Megan holds a bachelor's degree in English literature from the University of Pennsylvania and an M.B.A. from the University of Chicago. After a lifetime as a New Yorker, she now resides in northwest Washington, D.C., where she is still trying to figure out what one does with an apartment larger than 400 square feet.

Blast from the Past

By Megan McArdle
Jun 23 2009, 3:31 PM ET Comment

Last month, I wrote about my adventures in 1930 primary sources.  I did a lot of 1930s reading for this month's business column, but truthfully, I've been reading old magazines for years, just because I'm kind of obsessed with historical pop culture.  What always surprises me is the optimism of those early depression years--during what may well have been the worst financial crisis in American history, people mostly expect things to get better.  This gives me pause whenever I examine our "green shoots", even though I'm very sure we've got much better fiscal and monetary policy than our ancestors did.

Now you can experience some of the magic of cognitive dissonance yourself, through a blog that simply summarizes the daily newspaper from 1930.   A sample of yesterday's entry:

Economic news and individual company reports:


US merchandise exports in May fell to $322 million, lowest for any month since July 1924. Imports fell to $285M, lowest since August 1924. Attributed to general decline in business and commodity deflation.


Metro-Goldwyn-Mayer production plans for upcoming year include 50 feature films, 60 comedy/novelty shorts, and 104 Hearst Metrotone newsreels.


Ford Motor Company has found it's practical to salvage materials from antiquated cars; currently has 120 men dismantling the old cars at a rate of 375 every 16 hours, plans to expand the operation.


Goldman Sachs continues to hit new record lows, now selling at less than one sixth its 1929 high.


Growers and packers are uniting to try and cope with a large oversupply of cling peaches.
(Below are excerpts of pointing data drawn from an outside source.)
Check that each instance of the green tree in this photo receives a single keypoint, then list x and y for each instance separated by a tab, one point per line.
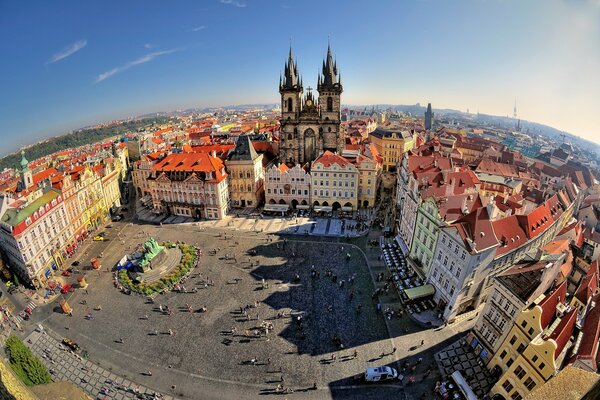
25	364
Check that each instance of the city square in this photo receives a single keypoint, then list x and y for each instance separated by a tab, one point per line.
223	340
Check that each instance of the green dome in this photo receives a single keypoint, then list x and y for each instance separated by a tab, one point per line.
24	163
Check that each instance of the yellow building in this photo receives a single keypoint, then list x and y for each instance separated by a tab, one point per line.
391	144
536	345
246	175
90	196
110	174
368	180
334	183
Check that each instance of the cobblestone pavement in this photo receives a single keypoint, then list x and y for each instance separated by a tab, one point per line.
67	366
459	356
204	360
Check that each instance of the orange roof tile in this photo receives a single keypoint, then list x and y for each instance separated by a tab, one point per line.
328	158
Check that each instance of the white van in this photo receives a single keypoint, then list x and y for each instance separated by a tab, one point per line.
378	374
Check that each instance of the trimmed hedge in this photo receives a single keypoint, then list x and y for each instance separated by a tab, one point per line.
188	259
25	364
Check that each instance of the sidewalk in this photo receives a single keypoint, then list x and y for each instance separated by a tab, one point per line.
89	377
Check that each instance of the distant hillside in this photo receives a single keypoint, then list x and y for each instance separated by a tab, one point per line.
79	138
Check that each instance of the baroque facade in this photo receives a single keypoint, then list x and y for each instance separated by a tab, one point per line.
310	126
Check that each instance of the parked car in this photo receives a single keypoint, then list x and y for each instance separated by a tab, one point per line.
379	374
70	344
66	288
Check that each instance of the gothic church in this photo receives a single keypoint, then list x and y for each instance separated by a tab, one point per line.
310	126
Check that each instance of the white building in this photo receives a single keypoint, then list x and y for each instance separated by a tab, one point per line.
284	185
34	236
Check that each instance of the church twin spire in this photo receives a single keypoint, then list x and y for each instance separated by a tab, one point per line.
328	77
291	78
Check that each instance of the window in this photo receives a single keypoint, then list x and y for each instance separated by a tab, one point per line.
519	372
529	383
534	359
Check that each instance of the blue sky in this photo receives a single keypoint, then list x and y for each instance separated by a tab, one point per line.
67	64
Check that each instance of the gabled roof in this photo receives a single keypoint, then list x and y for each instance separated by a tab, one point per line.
328	158
477	228
588	348
536	221
191	162
549	303
509	233
588	284
244	151
562	333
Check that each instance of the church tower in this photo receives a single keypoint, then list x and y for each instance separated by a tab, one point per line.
26	174
290	88
330	90
428	118
310	125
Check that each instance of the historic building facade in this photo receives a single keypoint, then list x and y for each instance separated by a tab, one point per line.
284	185
334	182
34	237
246	175
190	185
310	126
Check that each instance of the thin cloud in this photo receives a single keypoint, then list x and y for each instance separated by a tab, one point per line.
139	61
234	3
68	51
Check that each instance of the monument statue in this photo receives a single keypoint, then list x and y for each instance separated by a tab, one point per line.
152	249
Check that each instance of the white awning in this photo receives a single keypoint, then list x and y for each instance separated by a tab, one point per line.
276	207
463	386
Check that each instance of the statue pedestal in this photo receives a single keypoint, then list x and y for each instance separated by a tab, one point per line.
147	267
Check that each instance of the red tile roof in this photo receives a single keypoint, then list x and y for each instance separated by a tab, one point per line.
328	158
477	227
588	284
509	233
192	162
536	221
47	173
548	304
588	348
562	333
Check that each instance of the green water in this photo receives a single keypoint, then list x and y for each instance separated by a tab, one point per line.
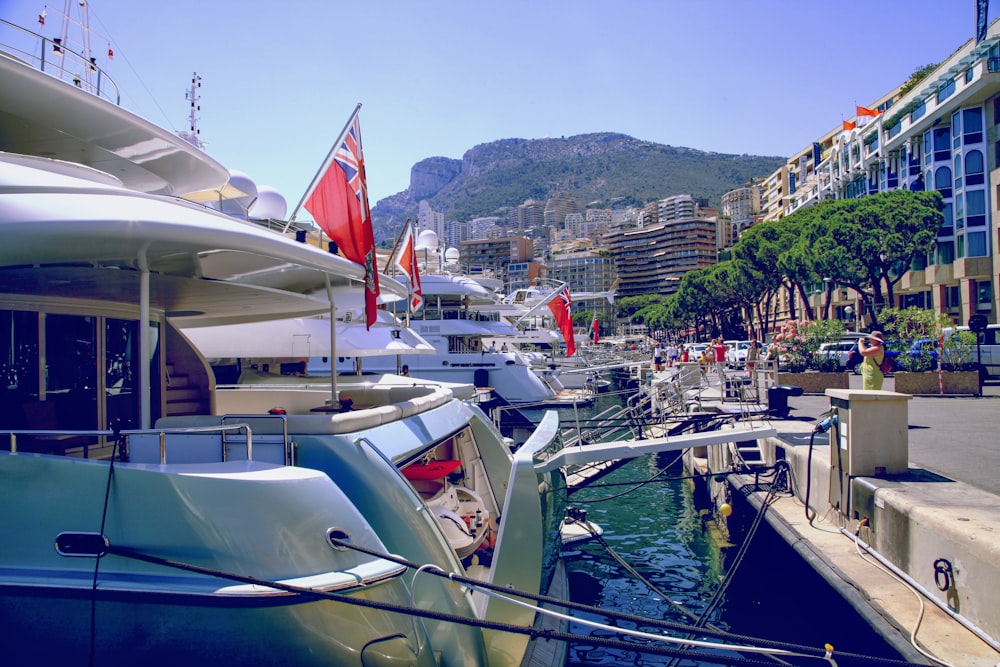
661	530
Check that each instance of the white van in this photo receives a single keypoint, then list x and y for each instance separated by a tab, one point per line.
989	349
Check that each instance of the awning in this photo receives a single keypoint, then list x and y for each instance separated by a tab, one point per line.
303	337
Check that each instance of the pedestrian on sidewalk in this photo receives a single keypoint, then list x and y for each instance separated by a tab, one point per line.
872	354
720	356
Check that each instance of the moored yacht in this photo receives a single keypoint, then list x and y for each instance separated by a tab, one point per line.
150	513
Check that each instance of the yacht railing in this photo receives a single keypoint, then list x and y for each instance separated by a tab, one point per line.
68	438
54	58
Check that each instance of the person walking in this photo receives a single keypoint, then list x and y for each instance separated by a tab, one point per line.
753	353
872	354
720	357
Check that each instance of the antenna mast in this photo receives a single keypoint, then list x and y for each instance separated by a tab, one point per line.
191	135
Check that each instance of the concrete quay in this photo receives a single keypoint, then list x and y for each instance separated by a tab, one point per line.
917	550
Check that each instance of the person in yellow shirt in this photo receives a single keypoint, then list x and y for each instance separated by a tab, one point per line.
872	353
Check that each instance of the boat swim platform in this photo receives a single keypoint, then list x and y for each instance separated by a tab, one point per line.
936	522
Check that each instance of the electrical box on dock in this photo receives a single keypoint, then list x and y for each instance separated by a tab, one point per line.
870	438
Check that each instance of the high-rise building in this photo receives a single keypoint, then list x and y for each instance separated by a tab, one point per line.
652	260
940	133
558	207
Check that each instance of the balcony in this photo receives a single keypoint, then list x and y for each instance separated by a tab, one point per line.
939	274
912	281
973	267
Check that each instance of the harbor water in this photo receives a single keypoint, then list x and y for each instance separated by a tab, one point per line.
656	524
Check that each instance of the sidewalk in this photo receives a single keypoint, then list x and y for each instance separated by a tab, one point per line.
956	437
945	512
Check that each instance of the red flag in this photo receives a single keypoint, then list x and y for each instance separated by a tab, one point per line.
406	261
339	204
563	312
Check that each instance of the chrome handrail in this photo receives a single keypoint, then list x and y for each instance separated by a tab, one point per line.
80	72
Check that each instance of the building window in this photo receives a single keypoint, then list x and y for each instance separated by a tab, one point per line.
942	144
972	122
942	181
946	91
975	201
977	244
974	168
984	293
946	252
952	299
947	227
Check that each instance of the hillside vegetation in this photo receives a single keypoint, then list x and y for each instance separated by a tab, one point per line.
602	170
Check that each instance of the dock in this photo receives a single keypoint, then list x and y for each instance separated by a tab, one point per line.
913	545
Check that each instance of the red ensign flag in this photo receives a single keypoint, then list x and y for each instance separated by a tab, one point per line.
563	312
339	204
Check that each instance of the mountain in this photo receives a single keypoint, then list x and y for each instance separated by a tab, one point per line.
599	169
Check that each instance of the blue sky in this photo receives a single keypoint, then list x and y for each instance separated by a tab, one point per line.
279	79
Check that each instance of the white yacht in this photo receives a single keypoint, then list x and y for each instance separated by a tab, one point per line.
151	514
473	344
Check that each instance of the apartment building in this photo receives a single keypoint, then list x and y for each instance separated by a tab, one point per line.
653	259
942	134
590	271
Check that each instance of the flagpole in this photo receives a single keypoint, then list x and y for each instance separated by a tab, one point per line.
323	167
391	260
333	342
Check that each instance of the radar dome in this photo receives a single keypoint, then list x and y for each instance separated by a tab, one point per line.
269	205
238	205
427	240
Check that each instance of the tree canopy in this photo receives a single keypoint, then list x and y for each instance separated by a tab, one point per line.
866	244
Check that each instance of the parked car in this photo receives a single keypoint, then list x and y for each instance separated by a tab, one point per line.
987	352
841	351
912	355
895	350
736	353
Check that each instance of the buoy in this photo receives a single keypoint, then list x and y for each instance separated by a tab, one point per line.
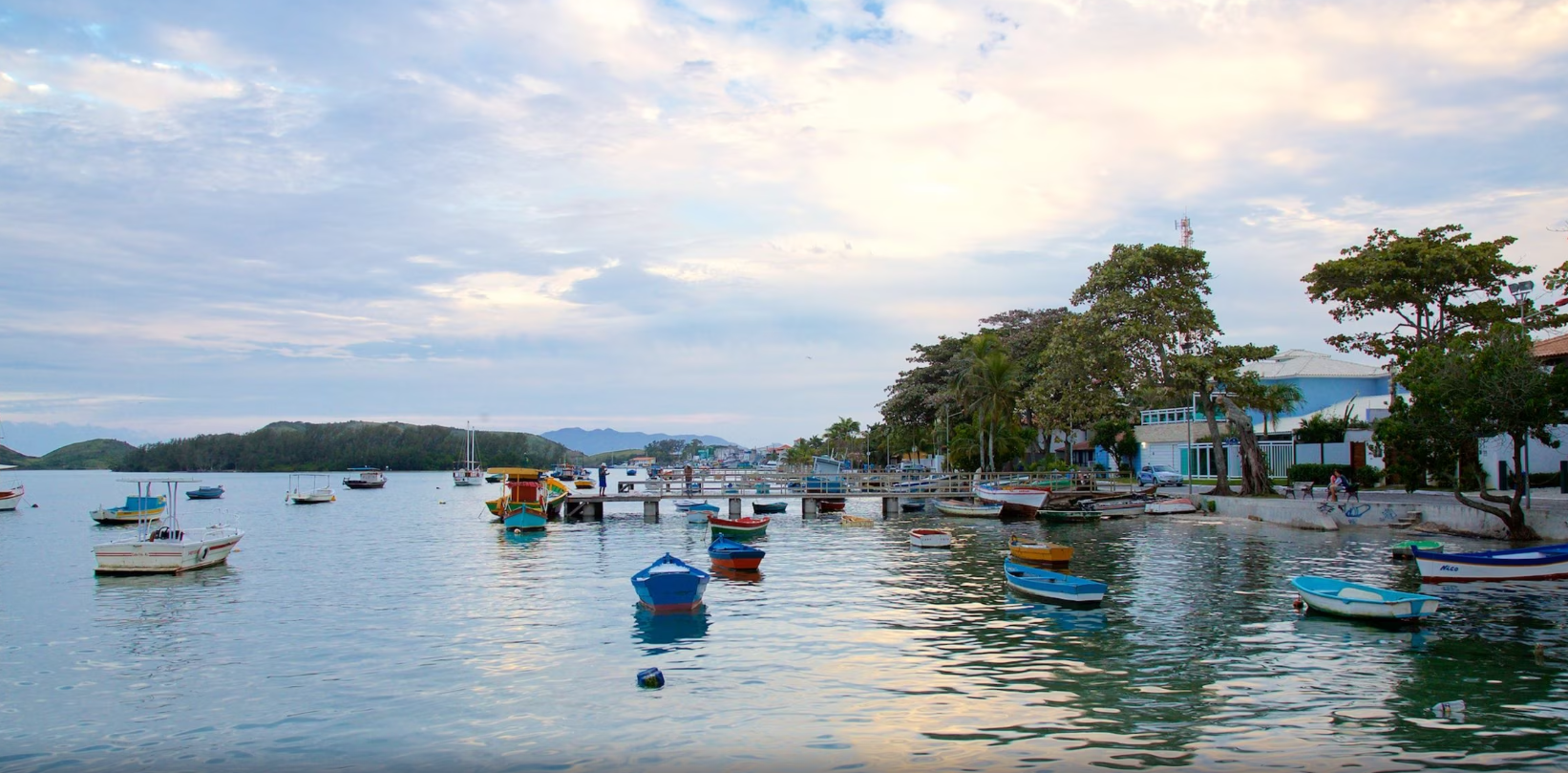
649	679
Number of cases has increased from 1.5 million in 1910 to almost 15 million in 1928. Similar glut conditions in the raisin grape industry.


Heard on the Street:

"'Things are getting back to normal,' remarked the head of a Broadway house. 'Again the main topic of discussion among our customers is the 18th amendment.'" [Prohibition]


The Boring Stuff


Commerce Department reports a reduction of $561M in net capital exports from the US during 1929. This includes money spent abroad for tourist travel, investments abroad, payments of debt abroad, etc. One major result was an inflow of gold of $307M, or about 3% of total world gold stock. This may be causing problems by reducing money supply in the rest of the world; it would be good to smooth out these major fluctuations in US capital exports.


Many stock buyers are waiting for commodity prices to stop declining. Q2 earnings are also expected to be poor. Therefore we can expect bears to launch another attack on the Dow Jones panic low of 198.69 reached last Nov. 13. Based on the history of previous bear markets, however, it's likely this level will not be substantially broken, if at all. Also further declines are expected to be dull and low volume as is typical of the tail end of bear markets.


Last Friday marked the anniversary of the low from the panic of 1921 when the Dow 20 Industrials hit 64.90 and 20 rails hit 65.52. A couple of months later the greatest bull market in this country's history began.


Actual market bottom:  Dow 42.48 on April 1st, 1932.